Allen zijn in geloof gestorven, zonder de vervulling van de beloften te hebben ontvangen, maar ze hebben die vanuit de verte gezien en geloofd en begroet en ze hebben beleden dat ze vreemdelingen en bijwoners op aarde waren. Want wie zulke dingen zeggen, laten duidelijk blijken dat zij een vaderland zoeken. En als zij aan het vaderland gedacht hadden vanwaaruit zij weggegaan waren, zouden zij gelegenheid gehad hebben om terug te keren. Maar nu verlangen zij naar een beter, dat is naar een hemels vaderland. Daarom schaamt God Zich niet om hun God genoemd te worden, want Hij heeft voor hen een stad gereedgemaakt” (Hebreeën 11:13-16).

Opnieuw zien we dat, als we Gods eeuwige perspectief en karakter in gedachten houden, dit hoop en een zekere mate van troost brengt te midden van onrechtvaardig lijden. En onze troost ligt niet alleen in de toekomst. In onze relatie met God, als we in geloof wandelen, worden we nu al getroost als we verdriet hebben (2 Korintiërs 1:3-5; Jesaja 30:18-19).

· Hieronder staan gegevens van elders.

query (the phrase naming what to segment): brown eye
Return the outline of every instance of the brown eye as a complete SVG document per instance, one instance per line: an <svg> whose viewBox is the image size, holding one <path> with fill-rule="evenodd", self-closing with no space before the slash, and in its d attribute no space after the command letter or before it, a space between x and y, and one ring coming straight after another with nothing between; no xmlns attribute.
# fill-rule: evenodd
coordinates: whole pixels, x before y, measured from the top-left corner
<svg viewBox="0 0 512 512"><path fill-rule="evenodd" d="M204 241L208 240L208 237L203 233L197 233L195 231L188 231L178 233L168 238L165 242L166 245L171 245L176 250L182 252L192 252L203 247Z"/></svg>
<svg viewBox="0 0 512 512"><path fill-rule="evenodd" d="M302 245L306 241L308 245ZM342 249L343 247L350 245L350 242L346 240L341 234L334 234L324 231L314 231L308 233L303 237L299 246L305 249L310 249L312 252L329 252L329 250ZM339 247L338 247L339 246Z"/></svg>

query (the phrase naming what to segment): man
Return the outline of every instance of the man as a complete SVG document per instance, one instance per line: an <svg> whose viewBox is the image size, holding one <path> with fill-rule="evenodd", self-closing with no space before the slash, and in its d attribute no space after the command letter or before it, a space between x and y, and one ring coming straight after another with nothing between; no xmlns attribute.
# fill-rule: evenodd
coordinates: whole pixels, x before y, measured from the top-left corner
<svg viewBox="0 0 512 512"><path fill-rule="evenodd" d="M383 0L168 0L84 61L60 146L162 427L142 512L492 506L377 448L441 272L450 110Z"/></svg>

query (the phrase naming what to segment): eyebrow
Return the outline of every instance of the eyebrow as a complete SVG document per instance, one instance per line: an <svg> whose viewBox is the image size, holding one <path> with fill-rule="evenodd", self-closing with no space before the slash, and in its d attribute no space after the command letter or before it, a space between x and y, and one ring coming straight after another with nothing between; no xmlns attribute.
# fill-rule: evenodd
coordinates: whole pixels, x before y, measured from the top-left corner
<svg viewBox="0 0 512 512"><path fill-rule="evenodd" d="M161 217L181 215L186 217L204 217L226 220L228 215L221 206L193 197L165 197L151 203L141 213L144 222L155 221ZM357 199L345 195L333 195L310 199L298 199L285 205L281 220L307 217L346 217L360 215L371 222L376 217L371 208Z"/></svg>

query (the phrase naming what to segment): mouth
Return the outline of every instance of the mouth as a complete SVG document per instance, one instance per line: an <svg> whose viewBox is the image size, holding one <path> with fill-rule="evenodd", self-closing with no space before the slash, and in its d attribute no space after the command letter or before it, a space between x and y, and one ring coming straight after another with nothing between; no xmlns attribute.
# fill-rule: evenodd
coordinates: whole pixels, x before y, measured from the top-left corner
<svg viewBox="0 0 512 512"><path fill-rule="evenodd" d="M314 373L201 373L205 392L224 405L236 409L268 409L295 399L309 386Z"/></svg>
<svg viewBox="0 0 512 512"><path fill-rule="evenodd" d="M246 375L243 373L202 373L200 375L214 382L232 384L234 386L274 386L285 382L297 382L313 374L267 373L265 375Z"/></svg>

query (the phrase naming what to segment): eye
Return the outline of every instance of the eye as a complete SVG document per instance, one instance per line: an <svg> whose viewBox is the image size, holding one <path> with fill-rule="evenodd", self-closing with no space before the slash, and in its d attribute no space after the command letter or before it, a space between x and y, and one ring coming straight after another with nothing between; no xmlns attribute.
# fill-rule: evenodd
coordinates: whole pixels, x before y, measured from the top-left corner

Deze en vele andere voorbeelden staan in de Bijbel omdat God onze strijd met onrecht begrijpt. We zijn niet onredelijk als we daarmee worstelen, maar als we het karakter van God voor ogen houden – Zijn eeuwige liefde voor ons, Zijn eeuwige macht, Zijn zorg voor gerechtigheid – dan kunnen we er vrede mee hebben dat “Hij alle tranen van hun ogen zal afwissen; en er zal geen dood meer zijn; er zal geen rouw meer zijn, of geween, of pijn; de eerste dingen zijn voorbijgegaan” (Openbaring 21:4).